Archive pour le Tag 'vie conjugale'

Nos vies rêvées / Barbara Israël

:3:
:stop:

« Mon coeur se froisse, je vais encore devoir affronter la glace de cette putain de solitude. L’insupportable solitude. » (p. 221)

:resu:

Après quinze années de vie commune avec son conjoint Alex, Betty se fait quitter. Elle est éplorée et n’a plus que son ami Zeno – grand buveur et cocaïnomane avec qui elle a monté un groupe de musique – sur qui compter…

Ce roman entend, de façon plus générale, aborder le deuil de la jeunesse par l’affrontement de cuisantes désillusions…

:avis:

Deux motifs ont concouru à l’achat de cet ouvrage : le post-it « Conseillé par les libraires » qui le recouvrait ainsi que sa couverture, originale et esthétique (il m’arrive encore de flancher devant les arguments « marketing », je me soigne).
Accessoirement, j’avais comme présupposé que les éditions 10-18, à l’instar d’Actes Sud, ne publiaient que de bons romans. Enfin, j’étais à mille lieues de penser que Barbara Israël était une auteure française… Que de pièges et de méprises en perspective !
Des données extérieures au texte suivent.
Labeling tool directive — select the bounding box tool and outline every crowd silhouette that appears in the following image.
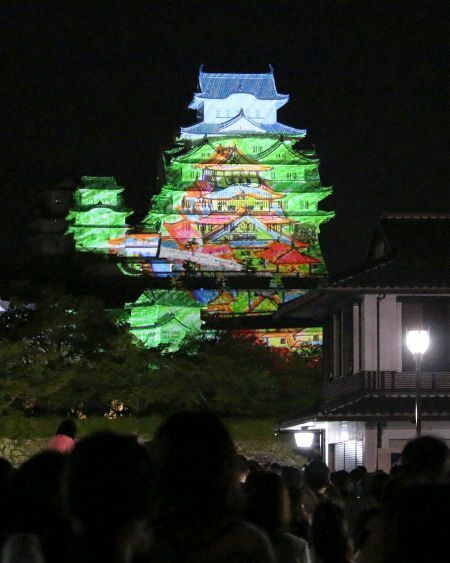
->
[0,412,450,563]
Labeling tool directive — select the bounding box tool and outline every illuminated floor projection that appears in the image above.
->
[69,69,334,350]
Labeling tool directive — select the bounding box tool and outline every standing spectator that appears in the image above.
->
[149,412,275,563]
[62,431,153,563]
[47,418,77,454]
[245,471,310,563]
[311,500,354,563]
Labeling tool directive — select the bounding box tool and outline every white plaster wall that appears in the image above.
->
[326,421,364,445]
[380,295,401,371]
[361,294,401,371]
[203,94,277,123]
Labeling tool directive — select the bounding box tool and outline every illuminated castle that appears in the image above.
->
[69,68,333,349]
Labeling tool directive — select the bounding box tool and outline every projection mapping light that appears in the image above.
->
[68,70,334,349]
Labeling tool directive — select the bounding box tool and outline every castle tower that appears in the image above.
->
[67,176,132,253]
[69,68,333,349]
[125,69,333,348]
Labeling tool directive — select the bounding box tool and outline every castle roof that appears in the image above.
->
[203,184,284,200]
[189,68,289,104]
[181,112,306,138]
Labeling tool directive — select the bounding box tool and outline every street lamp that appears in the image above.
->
[406,330,430,436]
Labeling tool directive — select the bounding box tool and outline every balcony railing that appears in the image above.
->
[324,371,450,401]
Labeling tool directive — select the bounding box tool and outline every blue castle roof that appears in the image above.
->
[195,67,289,102]
[181,110,306,137]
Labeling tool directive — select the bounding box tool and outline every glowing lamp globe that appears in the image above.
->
[294,432,314,448]
[406,330,430,355]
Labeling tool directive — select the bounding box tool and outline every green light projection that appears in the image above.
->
[67,176,132,253]
[69,71,334,350]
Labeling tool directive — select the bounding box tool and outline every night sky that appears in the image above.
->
[0,0,450,270]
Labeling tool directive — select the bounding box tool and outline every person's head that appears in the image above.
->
[237,455,249,483]
[245,471,290,535]
[62,431,153,537]
[311,501,353,563]
[304,459,330,493]
[154,412,239,515]
[56,418,77,439]
[7,451,65,534]
[399,436,449,482]
[330,469,352,498]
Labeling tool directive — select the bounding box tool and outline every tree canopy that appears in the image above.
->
[0,291,320,417]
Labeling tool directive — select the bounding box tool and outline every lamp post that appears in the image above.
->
[406,330,430,436]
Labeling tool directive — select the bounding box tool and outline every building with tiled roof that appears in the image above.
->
[181,67,306,140]
[275,213,450,471]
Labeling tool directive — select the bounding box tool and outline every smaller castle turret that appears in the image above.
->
[67,176,132,253]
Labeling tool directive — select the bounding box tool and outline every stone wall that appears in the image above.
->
[0,438,48,466]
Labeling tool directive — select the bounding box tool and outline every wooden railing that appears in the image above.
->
[324,371,450,401]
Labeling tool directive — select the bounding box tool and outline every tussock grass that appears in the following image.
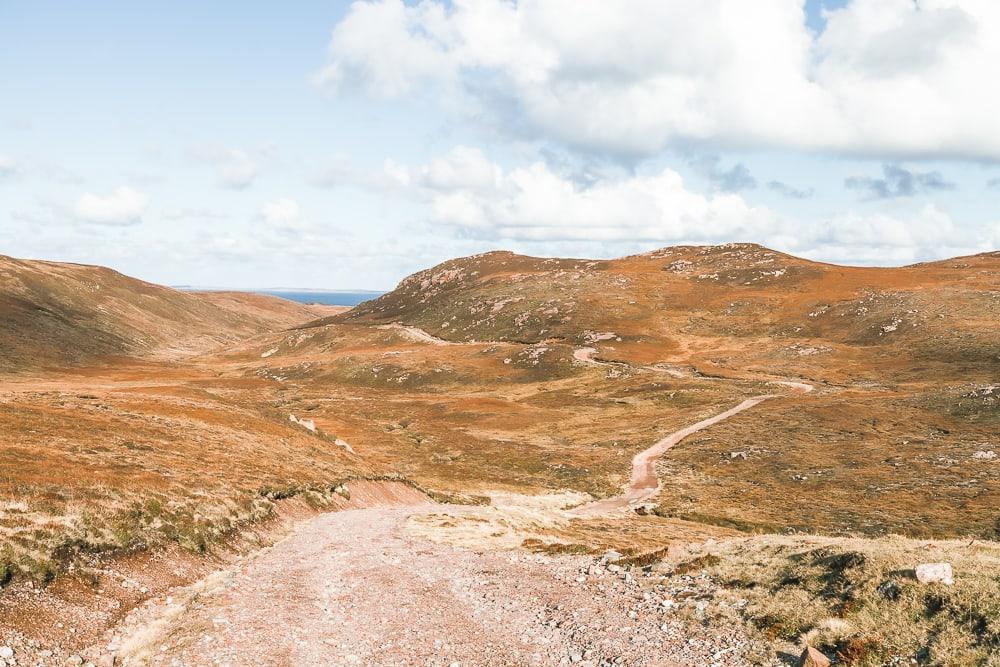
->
[661,535,1000,667]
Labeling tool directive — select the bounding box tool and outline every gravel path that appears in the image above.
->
[113,506,748,667]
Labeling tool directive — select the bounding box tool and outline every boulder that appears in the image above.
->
[916,563,955,586]
[799,646,830,667]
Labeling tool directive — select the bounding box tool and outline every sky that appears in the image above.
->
[0,0,1000,289]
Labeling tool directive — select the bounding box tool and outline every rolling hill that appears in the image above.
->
[0,256,321,372]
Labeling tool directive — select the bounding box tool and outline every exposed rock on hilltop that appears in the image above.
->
[341,244,1000,380]
[0,256,317,371]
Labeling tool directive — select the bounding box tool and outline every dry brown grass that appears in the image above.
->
[660,536,1000,667]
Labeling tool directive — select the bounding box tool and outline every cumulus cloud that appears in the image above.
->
[0,155,20,181]
[316,0,1000,159]
[73,186,149,226]
[692,155,757,192]
[310,156,410,190]
[415,148,776,243]
[767,181,815,199]
[370,147,992,265]
[844,164,955,199]
[258,197,303,230]
[194,146,259,190]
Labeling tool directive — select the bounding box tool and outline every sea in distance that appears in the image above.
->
[253,290,385,306]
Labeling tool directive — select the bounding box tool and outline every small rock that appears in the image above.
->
[916,563,955,586]
[799,646,830,667]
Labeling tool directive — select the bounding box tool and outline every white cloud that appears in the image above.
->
[376,147,996,265]
[430,163,776,243]
[259,198,303,230]
[420,146,500,190]
[317,0,1000,159]
[73,186,149,226]
[194,146,259,190]
[0,155,20,180]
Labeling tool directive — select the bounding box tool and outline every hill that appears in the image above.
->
[340,244,1000,375]
[0,256,319,372]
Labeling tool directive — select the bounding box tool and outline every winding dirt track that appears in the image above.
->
[99,326,813,667]
[573,347,814,516]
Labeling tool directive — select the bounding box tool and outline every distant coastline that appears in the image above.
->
[174,285,385,306]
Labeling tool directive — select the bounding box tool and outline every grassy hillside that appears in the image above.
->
[0,256,317,372]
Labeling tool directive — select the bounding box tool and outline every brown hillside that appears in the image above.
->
[0,256,319,372]
[340,244,1000,380]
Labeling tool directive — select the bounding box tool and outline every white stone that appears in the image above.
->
[916,563,955,586]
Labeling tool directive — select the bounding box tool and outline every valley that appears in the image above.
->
[0,244,1000,665]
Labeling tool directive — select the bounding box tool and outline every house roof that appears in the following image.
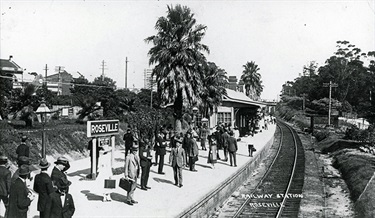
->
[223,89,267,107]
[0,59,23,74]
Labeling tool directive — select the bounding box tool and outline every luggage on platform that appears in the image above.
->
[119,178,132,192]
[104,179,116,188]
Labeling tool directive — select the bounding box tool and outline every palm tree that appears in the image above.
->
[199,62,228,118]
[145,5,209,130]
[241,61,263,99]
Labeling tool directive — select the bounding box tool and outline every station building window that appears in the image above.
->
[217,112,232,124]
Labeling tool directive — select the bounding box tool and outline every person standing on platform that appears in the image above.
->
[33,158,55,218]
[123,128,134,157]
[228,132,238,167]
[215,126,223,160]
[139,139,152,191]
[46,178,76,218]
[6,165,35,218]
[156,131,167,175]
[200,123,209,151]
[169,138,185,188]
[125,139,140,205]
[221,128,229,162]
[0,155,12,215]
[87,139,104,176]
[16,135,30,158]
[51,157,70,189]
[186,132,198,172]
[207,135,217,169]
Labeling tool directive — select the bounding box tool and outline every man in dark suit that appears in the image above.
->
[139,139,152,190]
[123,128,134,157]
[87,139,104,175]
[228,132,238,167]
[156,131,167,174]
[6,165,35,218]
[16,135,30,157]
[46,178,75,218]
[125,140,140,205]
[34,158,54,218]
[51,157,70,189]
[169,138,185,188]
[0,155,11,213]
[221,128,229,162]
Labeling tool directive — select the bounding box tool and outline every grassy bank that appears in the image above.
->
[0,121,125,168]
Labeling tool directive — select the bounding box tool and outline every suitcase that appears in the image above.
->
[119,178,132,192]
[104,179,116,188]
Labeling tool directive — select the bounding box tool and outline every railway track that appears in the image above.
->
[219,122,305,217]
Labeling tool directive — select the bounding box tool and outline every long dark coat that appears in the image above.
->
[7,178,31,218]
[46,191,76,218]
[34,173,54,212]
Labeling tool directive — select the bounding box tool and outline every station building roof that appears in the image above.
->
[0,59,23,74]
[223,89,267,107]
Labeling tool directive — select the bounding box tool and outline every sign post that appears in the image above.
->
[87,120,119,180]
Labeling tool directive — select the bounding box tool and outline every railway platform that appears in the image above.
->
[22,124,276,218]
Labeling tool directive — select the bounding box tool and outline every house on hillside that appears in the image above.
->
[45,70,73,95]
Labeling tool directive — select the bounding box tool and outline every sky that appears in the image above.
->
[0,0,375,100]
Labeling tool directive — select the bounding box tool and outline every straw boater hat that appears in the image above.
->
[55,157,70,170]
[21,135,27,142]
[39,158,51,169]
[0,155,8,164]
[18,165,30,176]
[17,156,30,166]
[56,177,72,189]
[175,137,182,143]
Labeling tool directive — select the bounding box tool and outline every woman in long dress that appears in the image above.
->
[207,135,217,169]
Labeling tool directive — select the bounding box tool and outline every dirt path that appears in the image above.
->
[299,134,355,217]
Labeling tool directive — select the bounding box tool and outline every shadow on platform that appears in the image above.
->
[154,178,174,185]
[67,168,91,178]
[81,190,103,201]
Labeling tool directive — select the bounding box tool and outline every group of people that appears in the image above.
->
[123,124,238,205]
[0,135,75,218]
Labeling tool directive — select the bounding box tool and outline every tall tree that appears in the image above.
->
[241,61,263,99]
[145,5,209,129]
[199,62,228,118]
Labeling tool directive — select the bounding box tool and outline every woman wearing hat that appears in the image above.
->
[34,158,54,218]
[207,135,217,168]
[6,165,35,218]
[51,157,70,191]
[46,178,75,218]
[0,155,11,213]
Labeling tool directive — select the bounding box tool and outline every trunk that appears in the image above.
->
[173,89,183,132]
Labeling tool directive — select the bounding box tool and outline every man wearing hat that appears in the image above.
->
[0,155,11,213]
[34,158,54,218]
[125,139,140,205]
[11,156,30,183]
[169,138,185,188]
[123,128,134,157]
[51,157,70,190]
[87,139,104,175]
[6,165,35,218]
[16,135,30,157]
[139,138,152,190]
[46,178,75,218]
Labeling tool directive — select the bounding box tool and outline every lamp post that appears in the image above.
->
[36,99,51,158]
[193,107,198,127]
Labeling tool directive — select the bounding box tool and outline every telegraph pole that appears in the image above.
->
[101,60,107,81]
[125,57,128,89]
[323,81,338,126]
[55,66,64,95]
[43,64,48,87]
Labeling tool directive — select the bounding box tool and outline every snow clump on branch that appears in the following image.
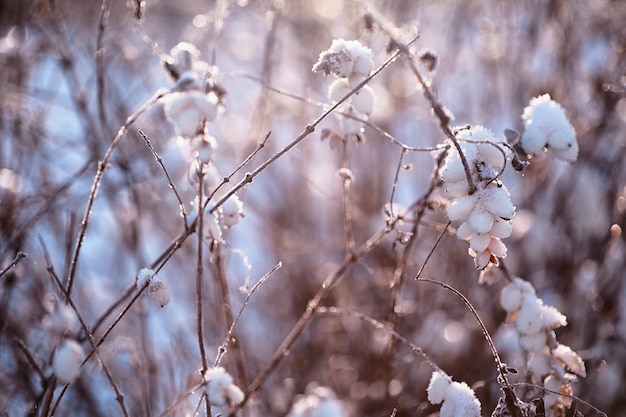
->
[521,94,578,162]
[500,278,587,410]
[426,371,480,417]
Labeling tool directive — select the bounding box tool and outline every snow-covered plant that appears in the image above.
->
[220,194,245,229]
[441,126,515,269]
[313,39,376,136]
[500,278,586,409]
[148,279,170,307]
[426,371,480,417]
[287,386,346,417]
[42,293,78,335]
[135,268,170,307]
[52,339,85,384]
[203,366,244,407]
[521,94,578,162]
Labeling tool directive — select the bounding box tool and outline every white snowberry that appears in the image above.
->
[204,367,244,406]
[52,339,85,384]
[426,371,452,405]
[148,280,170,307]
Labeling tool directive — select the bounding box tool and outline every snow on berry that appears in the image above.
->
[521,94,578,162]
[164,90,219,138]
[204,367,244,406]
[426,371,452,405]
[52,339,85,384]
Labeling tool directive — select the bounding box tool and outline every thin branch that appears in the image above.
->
[341,140,356,253]
[0,252,28,278]
[213,262,283,366]
[95,0,110,128]
[138,130,189,230]
[66,90,167,295]
[315,307,441,371]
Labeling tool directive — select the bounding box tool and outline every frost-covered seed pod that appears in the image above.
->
[521,94,578,162]
[52,339,85,384]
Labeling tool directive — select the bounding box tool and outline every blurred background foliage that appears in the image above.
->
[0,0,626,416]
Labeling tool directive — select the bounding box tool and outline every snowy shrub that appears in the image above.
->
[0,0,626,417]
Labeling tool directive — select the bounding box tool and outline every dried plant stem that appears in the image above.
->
[138,130,189,230]
[415,277,508,374]
[385,149,445,372]
[215,246,248,394]
[315,307,441,371]
[341,140,356,253]
[213,262,283,366]
[95,0,110,128]
[196,170,210,376]
[66,90,167,295]
[415,221,452,279]
[359,1,476,195]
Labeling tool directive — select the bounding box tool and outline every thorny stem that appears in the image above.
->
[66,90,167,296]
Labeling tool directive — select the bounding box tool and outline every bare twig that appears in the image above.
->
[138,130,189,230]
[315,307,441,371]
[213,262,283,366]
[96,0,110,128]
[41,237,128,417]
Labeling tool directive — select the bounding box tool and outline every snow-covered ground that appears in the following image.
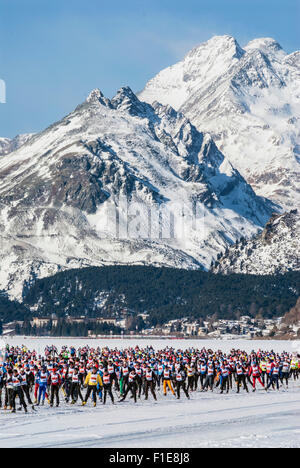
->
[0,338,300,448]
[5,336,300,353]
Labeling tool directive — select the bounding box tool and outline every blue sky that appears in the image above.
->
[0,0,300,137]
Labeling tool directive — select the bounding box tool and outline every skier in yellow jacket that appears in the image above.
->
[82,367,103,406]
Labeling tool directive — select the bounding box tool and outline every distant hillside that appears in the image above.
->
[24,266,300,325]
[0,291,30,322]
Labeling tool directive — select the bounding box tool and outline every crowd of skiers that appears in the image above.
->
[0,346,300,412]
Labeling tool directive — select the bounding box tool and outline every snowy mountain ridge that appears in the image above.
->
[0,87,276,299]
[212,210,300,275]
[139,36,300,209]
[0,133,34,157]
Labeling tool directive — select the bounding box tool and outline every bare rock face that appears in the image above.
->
[212,210,300,274]
[139,36,300,210]
[0,87,277,298]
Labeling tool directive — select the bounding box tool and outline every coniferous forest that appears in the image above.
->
[0,266,300,326]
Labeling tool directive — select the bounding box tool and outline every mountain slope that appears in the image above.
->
[0,88,274,298]
[24,266,300,325]
[139,36,300,209]
[0,133,34,156]
[213,210,300,275]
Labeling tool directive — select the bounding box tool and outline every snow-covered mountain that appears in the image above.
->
[139,36,300,209]
[0,133,34,156]
[0,88,274,298]
[213,210,300,275]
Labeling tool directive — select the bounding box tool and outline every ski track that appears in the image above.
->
[0,337,300,448]
[0,382,300,448]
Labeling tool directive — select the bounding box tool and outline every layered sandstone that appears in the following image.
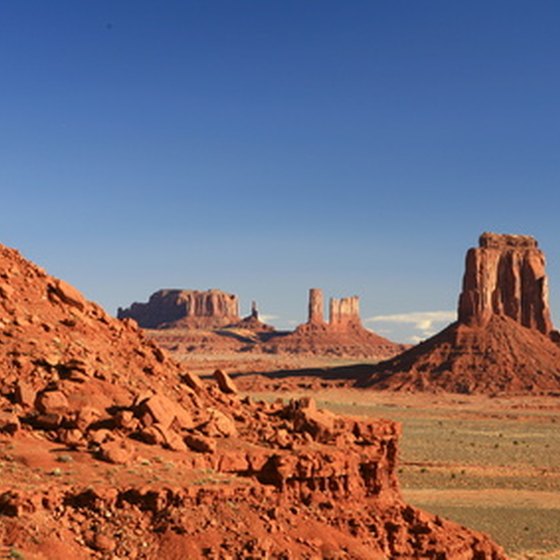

Je n’ai pas su venir à bout de ce roman. À cela, plusieurs raisons :

- l’intrigue du roman est quasiment inexistante (une demoiselle se fait larguer et se morfond),
- la construction de ce livre m’a paru très confuse (au moins jusqu’au chapitre 5, où j’ignorais si Betty rêvait de sa relation avec Alex ou si elle essuyait une rupture après avoir partagé son toit avec lui pendant quinze ans (pas de transition, pas d’élément éclairant, j’étais royalement paumée)),
- l’écriture m’a semblé expéditive et d’une crudité qui n’était pas faite pour me convenir (langage oral, parfois vulgaire)…

« Putain, qu’est-ce qu’il est con ce mec ! Si ça continue, je vais me barrer ! Je gèle, moi, peste Zeno dans mon-oreille-carrément-d’accord. » (p. 14)

- le langage employé m’a parfois laissée dans l’incompréhension…

« Zeno a proposé de me charrier sur son Ciao* » (p. 91) ; « [...] t’as fait rentrer quarante pétasses et cinquante acteurs, qu’est-ce qu’on a, faut te donner notre CV? hurle-t-il au physio* » (p. 15)

- le tempérament de la narratrice m’a exaspéré dès les premières pages et ce, de façon irrémédiable : juvénile voire futile malgré ses trente-cinq berges, pathétique, revêche, insolente, gratuitement méchante, égocentrique : rien qui donne envie de continuer à faire sa connaissance…

« Je jauge « La Bijou » d’un regard moqueur en espérant qu’il va le remarquer, se sentir percé à jour, blessé par ce regard méprisant mais hautement estimable qui est le mien. » (p. 92)

- la peine de Betty m’a semblé passablement inconsistante et donc irréaliste,
- et, enfin, ce roman se veut humoristique pour contrecarrer, sans doute, l’aspect tragique de la situation de Betty, mais l’humour de Barbara Israël ne m’a malheureusement pas fait ciller le moins du monde…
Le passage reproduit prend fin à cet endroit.